Core Benefits of Cannabis Receivership: Transparency and Accountability
A receiver’s focus on cannabis business accountability and transparency benefits all involved parties.
Dotan Y. Melech, President and Executive Director of Corporate Monitoring & Consulting Services, United CMC
With cannabis still listed as a Schedule I controlled substance at the federal level, the ability for cannabis businesses to file for bankruptcy protection remains off the table. However, receivership is a viable option that offers many benefits for an enterprise in distress.
In cannabis receivership conducted through the courts, debts can be resolved, asset values maximized and operational issues identified and addressed to stabilize revenue generation.
A court-appointed receiver’s primary responsibility is to determine what needs to be done in the interest of the distressed business, and their strategy starts with accountability and transparency—two foundational aspects of receivership. Both are necessary, but do not always transpire as one might expect.

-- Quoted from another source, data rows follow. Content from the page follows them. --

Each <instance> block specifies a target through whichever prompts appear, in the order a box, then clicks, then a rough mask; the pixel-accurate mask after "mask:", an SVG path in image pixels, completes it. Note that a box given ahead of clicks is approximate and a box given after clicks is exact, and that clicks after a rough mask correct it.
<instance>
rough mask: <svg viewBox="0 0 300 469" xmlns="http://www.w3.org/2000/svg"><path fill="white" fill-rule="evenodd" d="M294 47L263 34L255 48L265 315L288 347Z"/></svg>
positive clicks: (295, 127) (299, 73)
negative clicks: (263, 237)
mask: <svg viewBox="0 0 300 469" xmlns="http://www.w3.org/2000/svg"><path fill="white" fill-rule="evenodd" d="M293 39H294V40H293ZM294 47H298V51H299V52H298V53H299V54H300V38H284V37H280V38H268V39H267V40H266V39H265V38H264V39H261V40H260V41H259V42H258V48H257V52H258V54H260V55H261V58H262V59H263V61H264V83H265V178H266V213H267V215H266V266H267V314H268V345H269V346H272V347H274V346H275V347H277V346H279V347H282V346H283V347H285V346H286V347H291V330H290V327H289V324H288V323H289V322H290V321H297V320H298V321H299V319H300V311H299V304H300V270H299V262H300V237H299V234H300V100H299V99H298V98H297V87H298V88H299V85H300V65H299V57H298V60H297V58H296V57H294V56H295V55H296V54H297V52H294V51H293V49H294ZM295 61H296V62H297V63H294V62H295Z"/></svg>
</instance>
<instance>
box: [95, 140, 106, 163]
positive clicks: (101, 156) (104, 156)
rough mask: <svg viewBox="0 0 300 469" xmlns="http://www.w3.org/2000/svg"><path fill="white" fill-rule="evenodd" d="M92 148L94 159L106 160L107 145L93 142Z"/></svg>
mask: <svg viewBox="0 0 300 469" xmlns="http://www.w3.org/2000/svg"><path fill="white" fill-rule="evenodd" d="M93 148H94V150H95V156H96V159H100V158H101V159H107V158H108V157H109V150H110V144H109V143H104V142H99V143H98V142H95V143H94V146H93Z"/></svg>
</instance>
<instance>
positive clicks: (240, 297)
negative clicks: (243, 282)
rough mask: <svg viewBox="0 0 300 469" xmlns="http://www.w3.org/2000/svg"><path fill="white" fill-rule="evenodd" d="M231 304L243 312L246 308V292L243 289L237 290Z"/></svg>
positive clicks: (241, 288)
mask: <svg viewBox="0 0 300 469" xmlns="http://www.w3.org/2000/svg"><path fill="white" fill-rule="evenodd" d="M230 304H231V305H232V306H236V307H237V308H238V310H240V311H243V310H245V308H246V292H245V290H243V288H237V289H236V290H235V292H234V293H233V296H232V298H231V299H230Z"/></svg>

I wanted to share some of my perspective as a receiver who has worked with cannabis enterprises both large and small.
When a court appointed receiver takes over operational control of the enterprise and begins to analyze the issues facing the business, he or she is beholden to the court to determine the best way for the cannabis business to move forward.

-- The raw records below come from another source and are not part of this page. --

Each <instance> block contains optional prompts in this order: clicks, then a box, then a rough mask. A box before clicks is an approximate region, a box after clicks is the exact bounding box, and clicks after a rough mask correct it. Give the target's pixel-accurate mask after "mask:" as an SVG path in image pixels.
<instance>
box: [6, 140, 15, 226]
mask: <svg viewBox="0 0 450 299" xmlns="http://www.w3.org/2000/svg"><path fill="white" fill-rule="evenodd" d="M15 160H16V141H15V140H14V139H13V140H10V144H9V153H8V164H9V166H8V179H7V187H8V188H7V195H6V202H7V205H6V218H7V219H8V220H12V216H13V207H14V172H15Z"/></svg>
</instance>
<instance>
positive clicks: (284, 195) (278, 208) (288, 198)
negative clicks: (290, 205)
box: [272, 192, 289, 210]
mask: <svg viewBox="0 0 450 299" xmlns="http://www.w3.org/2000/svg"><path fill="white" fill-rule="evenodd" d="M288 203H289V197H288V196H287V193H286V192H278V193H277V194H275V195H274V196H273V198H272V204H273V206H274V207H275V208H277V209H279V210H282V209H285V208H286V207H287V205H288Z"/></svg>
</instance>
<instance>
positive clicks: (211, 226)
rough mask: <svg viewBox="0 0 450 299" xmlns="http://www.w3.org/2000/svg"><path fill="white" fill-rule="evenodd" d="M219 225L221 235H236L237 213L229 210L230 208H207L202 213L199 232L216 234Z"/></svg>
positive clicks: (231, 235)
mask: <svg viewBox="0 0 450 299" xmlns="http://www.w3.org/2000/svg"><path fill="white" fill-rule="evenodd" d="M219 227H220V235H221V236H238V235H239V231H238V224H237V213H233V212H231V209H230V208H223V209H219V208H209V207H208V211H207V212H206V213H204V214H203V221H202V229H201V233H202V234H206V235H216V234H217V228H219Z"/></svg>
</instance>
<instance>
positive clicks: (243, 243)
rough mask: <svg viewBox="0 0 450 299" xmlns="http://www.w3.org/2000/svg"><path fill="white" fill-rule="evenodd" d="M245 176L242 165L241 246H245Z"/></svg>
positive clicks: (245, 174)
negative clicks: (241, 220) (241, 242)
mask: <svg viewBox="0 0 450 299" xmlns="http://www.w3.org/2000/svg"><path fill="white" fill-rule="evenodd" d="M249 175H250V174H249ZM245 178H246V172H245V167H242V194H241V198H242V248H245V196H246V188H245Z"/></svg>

The receiver does hold some discretionary power, though, because the order from the court can be designed and customized to determine the level and frequency of transparency reporting in a receivership. Documentation produced after research and investigation into financial issues, business relationships and activities, as well as asset analysis, can be scheduled according to the objectives of the receiver pursuant to the receivership order.
Similarly, some of those reports do not have to be filed publicly. Receivership is performed in the best interest of the company and its creditors, and the ability to file either under seal or publicly is an important tool that the receiver can use, subject to court approval, to control the degree of (public) transparency throughout the receivership process.

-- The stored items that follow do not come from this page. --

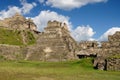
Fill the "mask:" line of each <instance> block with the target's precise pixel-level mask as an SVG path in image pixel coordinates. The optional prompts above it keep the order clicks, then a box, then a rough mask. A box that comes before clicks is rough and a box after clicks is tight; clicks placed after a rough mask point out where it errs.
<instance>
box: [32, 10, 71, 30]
mask: <svg viewBox="0 0 120 80" xmlns="http://www.w3.org/2000/svg"><path fill="white" fill-rule="evenodd" d="M32 19H33V21H34V22H35V24H36V25H37V27H38V30H39V31H43V30H44V27H46V26H47V22H48V21H49V20H57V21H60V22H65V23H66V24H67V25H68V28H69V29H71V22H70V21H69V17H68V16H63V15H60V14H58V13H56V12H54V11H49V10H47V11H41V12H40V13H39V15H38V16H36V17H34V18H32Z"/></svg>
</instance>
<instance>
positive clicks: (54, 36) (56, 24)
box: [26, 21, 78, 61]
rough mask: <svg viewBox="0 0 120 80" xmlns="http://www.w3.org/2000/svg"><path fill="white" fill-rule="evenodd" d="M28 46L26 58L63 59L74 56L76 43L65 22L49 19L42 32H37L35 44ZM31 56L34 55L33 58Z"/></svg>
mask: <svg viewBox="0 0 120 80" xmlns="http://www.w3.org/2000/svg"><path fill="white" fill-rule="evenodd" d="M34 47H35V49H34V48H33V47H30V48H29V50H28V55H27V57H26V59H28V60H36V59H37V60H44V61H65V60H69V59H75V58H76V50H77V48H78V47H77V43H76V41H75V40H74V39H73V38H72V37H71V36H70V32H69V30H68V28H67V25H66V24H65V23H61V22H58V21H49V22H48V23H47V27H45V29H44V32H42V33H40V34H39V38H38V40H37V45H35V46H34ZM33 56H36V57H35V58H33Z"/></svg>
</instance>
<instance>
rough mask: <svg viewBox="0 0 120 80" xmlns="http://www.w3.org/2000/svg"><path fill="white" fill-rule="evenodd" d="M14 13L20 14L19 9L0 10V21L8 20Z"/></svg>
mask: <svg viewBox="0 0 120 80" xmlns="http://www.w3.org/2000/svg"><path fill="white" fill-rule="evenodd" d="M16 12H19V13H21V9H20V8H19V7H16V6H13V7H10V6H9V7H8V10H2V11H0V19H4V18H8V17H11V16H13V15H14V14H15V13H16Z"/></svg>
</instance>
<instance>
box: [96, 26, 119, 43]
mask: <svg viewBox="0 0 120 80" xmlns="http://www.w3.org/2000/svg"><path fill="white" fill-rule="evenodd" d="M116 31H120V27H112V28H110V29H109V30H108V31H106V32H105V33H104V34H103V35H102V36H101V37H100V38H99V39H98V40H99V41H107V40H108V35H113V34H114V33H115V32H116Z"/></svg>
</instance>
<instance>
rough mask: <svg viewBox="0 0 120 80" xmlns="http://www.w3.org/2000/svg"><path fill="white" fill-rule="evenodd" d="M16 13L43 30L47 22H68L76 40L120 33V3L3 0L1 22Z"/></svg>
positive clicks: (104, 0) (118, 0)
mask: <svg viewBox="0 0 120 80" xmlns="http://www.w3.org/2000/svg"><path fill="white" fill-rule="evenodd" d="M16 12H19V13H21V14H22V15H23V16H25V17H29V18H31V19H33V21H34V22H35V24H36V25H37V27H38V30H40V31H43V29H44V27H46V24H47V21H49V20H58V21H61V22H65V23H67V25H68V28H69V30H70V32H71V35H72V36H73V37H74V39H75V40H77V41H81V40H101V41H102V40H107V36H108V35H112V34H114V33H115V31H120V16H119V14H120V0H0V19H4V18H7V17H11V16H13V15H14V14H15V13H16Z"/></svg>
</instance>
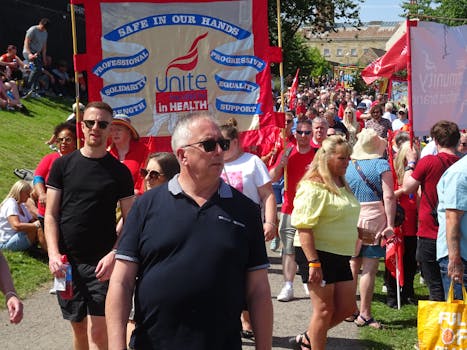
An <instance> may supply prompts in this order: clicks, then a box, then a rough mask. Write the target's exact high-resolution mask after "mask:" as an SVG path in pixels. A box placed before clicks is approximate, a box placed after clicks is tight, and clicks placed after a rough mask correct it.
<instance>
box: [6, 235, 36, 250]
mask: <svg viewBox="0 0 467 350" xmlns="http://www.w3.org/2000/svg"><path fill="white" fill-rule="evenodd" d="M29 247H31V242H29V239H28V235H27V234H26V233H24V232H16V233H15V234H14V235H13V236H12V237H11V238H10V239H9V240H8V241H7V242H5V243H0V249H8V250H12V251H15V252H18V251H21V250H26V249H28V248H29Z"/></svg>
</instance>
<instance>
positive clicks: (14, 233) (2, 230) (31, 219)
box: [0, 198, 32, 243]
mask: <svg viewBox="0 0 467 350" xmlns="http://www.w3.org/2000/svg"><path fill="white" fill-rule="evenodd" d="M19 206H21V209H22V210H23V215H21V214H20V210H19ZM12 215H16V216H18V219H19V221H20V222H30V221H31V220H32V216H31V214H30V213H29V211H28V209H27V208H26V205H25V204H24V203H21V204H20V205H18V203H17V202H16V200H15V199H14V198H8V199H7V200H6V201H5V203H3V205H2V206H1V208H0V242H1V243H5V242H8V241H9V240H10V238H11V237H13V235H15V234H16V231H15V230H13V228H12V227H11V226H10V223H9V222H8V217H9V216H12Z"/></svg>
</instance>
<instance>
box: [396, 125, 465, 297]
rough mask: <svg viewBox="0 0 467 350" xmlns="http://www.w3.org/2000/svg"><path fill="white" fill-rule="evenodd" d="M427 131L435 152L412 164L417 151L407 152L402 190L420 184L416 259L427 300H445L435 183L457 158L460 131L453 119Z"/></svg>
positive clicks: (412, 192) (410, 190) (457, 156)
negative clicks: (451, 120)
mask: <svg viewBox="0 0 467 350" xmlns="http://www.w3.org/2000/svg"><path fill="white" fill-rule="evenodd" d="M430 134H431V137H432V138H433V139H434V140H435V143H436V147H437V149H438V154H437V155H427V156H425V157H423V158H422V159H420V161H419V162H418V163H417V166H416V167H415V164H416V162H417V152H416V151H409V152H407V155H406V160H407V167H406V168H405V171H406V173H405V177H404V183H403V186H402V190H403V192H404V193H413V192H415V191H416V190H417V189H418V188H419V186H421V189H422V196H421V199H420V207H419V211H418V232H417V236H418V241H417V261H418V263H419V265H420V269H421V271H422V275H423V278H424V279H425V282H426V284H427V286H428V289H429V292H430V300H438V301H444V295H445V294H444V289H443V283H442V279H441V272H440V269H439V265H438V262H437V261H436V238H437V236H438V222H437V219H436V221H435V217H436V218H437V214H436V209H437V207H438V193H437V192H436V185H437V184H438V181H439V179H440V178H441V175H443V173H444V172H445V171H446V169H447V168H449V167H450V166H451V165H452V164H453V163H454V162H456V161H457V160H458V159H459V157H458V156H457V155H456V146H457V143H458V142H459V138H460V132H459V128H458V126H457V125H456V124H455V123H453V122H450V121H446V120H441V121H439V122H437V123H436V124H435V125H433V126H432V128H431V130H430ZM432 212H433V213H434V215H432Z"/></svg>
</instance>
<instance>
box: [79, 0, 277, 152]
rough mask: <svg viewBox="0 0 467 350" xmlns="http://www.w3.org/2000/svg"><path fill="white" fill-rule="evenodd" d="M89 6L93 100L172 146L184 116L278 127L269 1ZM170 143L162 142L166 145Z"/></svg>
mask: <svg viewBox="0 0 467 350" xmlns="http://www.w3.org/2000/svg"><path fill="white" fill-rule="evenodd" d="M73 3H76V4H80V5H83V6H84V10H85V20H86V53H84V54H78V55H77V56H76V57H75V66H76V67H75V68H76V69H77V70H79V71H86V72H87V77H88V86H89V100H90V101H92V100H102V101H105V102H107V103H109V104H110V105H111V106H112V108H113V109H114V111H115V113H123V114H126V115H128V116H129V117H130V118H131V121H132V125H134V126H135V127H136V129H137V130H138V132H139V133H140V135H141V136H143V137H150V138H151V139H152V138H153V137H156V138H157V139H158V141H157V143H158V144H159V145H160V146H161V147H158V148H159V149H164V148H167V147H165V146H167V145H168V141H169V139H170V134H171V132H172V131H173V128H174V125H175V123H176V121H177V119H178V117H179V116H180V115H181V114H184V113H186V112H190V111H203V110H206V111H210V112H212V113H213V114H214V115H215V116H216V117H217V118H218V119H219V121H220V122H221V123H222V122H224V121H226V120H228V119H229V118H231V117H235V118H236V119H237V122H238V126H239V129H240V131H255V130H258V129H259V128H260V127H263V126H264V127H266V126H270V125H274V124H275V119H274V118H275V115H274V113H272V94H271V76H270V67H269V63H270V62H269V61H270V60H269V57H270V56H271V55H272V53H274V49H273V48H271V47H269V40H268V26H267V1H266V0H241V1H240V0H230V1H229V0H228V1H207V0H204V1H203V0H199V1H190V0H185V1H167V0H164V1H160V0H159V1H157V0H149V1H115V0H107V1H103V0H102V1H100V0H81V1H79V0H76V1H73ZM162 145H165V146H162Z"/></svg>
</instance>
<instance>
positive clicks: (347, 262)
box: [295, 247, 353, 284]
mask: <svg viewBox="0 0 467 350" xmlns="http://www.w3.org/2000/svg"><path fill="white" fill-rule="evenodd" d="M317 253H318V257H319V261H320V262H321V270H322V271H323V280H324V281H326V284H331V283H336V282H344V281H351V280H353V276H352V270H351V269H350V256H346V255H339V254H333V253H328V252H323V251H321V250H318V251H317ZM295 261H296V262H297V265H298V272H299V273H300V275H301V276H302V282H303V283H308V276H309V274H308V271H309V269H310V268H309V267H308V260H307V258H306V256H305V254H304V253H303V250H302V248H301V247H295Z"/></svg>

Publicly disclosing certain information is not always in the best interest of the receivership estate, and of the involved parties. An example of an instance where filing under seal would be the proper strategy: There are proprietary holdings or intellectual property that if made public would cause the company to lose competitive advantage and put it in even more distress, to the detriment of creditors and investors. Likewise, the distressed cannabis business might benefit from certain information technology data remaining confidential. The receiver must remain mindful that some reports in the public record could be harmful to the company and carefully manage the level of transparency.
Receivership transparency works best when the receiver has the ability to make judgment calls, use common sense, and be sensitive to potentially dangerous information. This must always be done with the goal of keeping the court satisfied that the process is moving forward in a clear-cut manner and information is disclosed in a way that will satisfy the creditors and investors.
The receiver is accountable to the court and ultimately reports to the judge. And in order to best satisfy his or her responsibilities, the receiver must be able to mitigate risk from potential regulatory investigation and enforcement in the early stages of receivership as all the facts about the distressed cannabis business are gathered.
This means that ideally, as receivers, we need to be granted the time and access to create the right environment for research and discovery into the distressed cannabis business in order to best provide accountability to the courts. If business operations are interrupted by regulatory impediments shortly after the appointment of the receiver, the process can not proceed in an efficient manner and may create an environment that impedes the receiver’s responsibilities to the court.
Without some type of established grace period by the regulatory authority that allows a receiver to dig into the raw data and work with unfiltered information, true business accountability is very difficult to achieve.
Any audits or enforcement of pre-receivership violations by regulators, in the first 90 days of the receivership, will interrupt the receiver’s work. To achieve optimal results, regulators must trust and allow the receiver the necessary time to address issues discovered during the first critical months of the receivership. This will also ensure that reports are not influenced by outside oversight and can be objectively maintained to protect the entire estate while the property, assets and financial records are organized and assessed.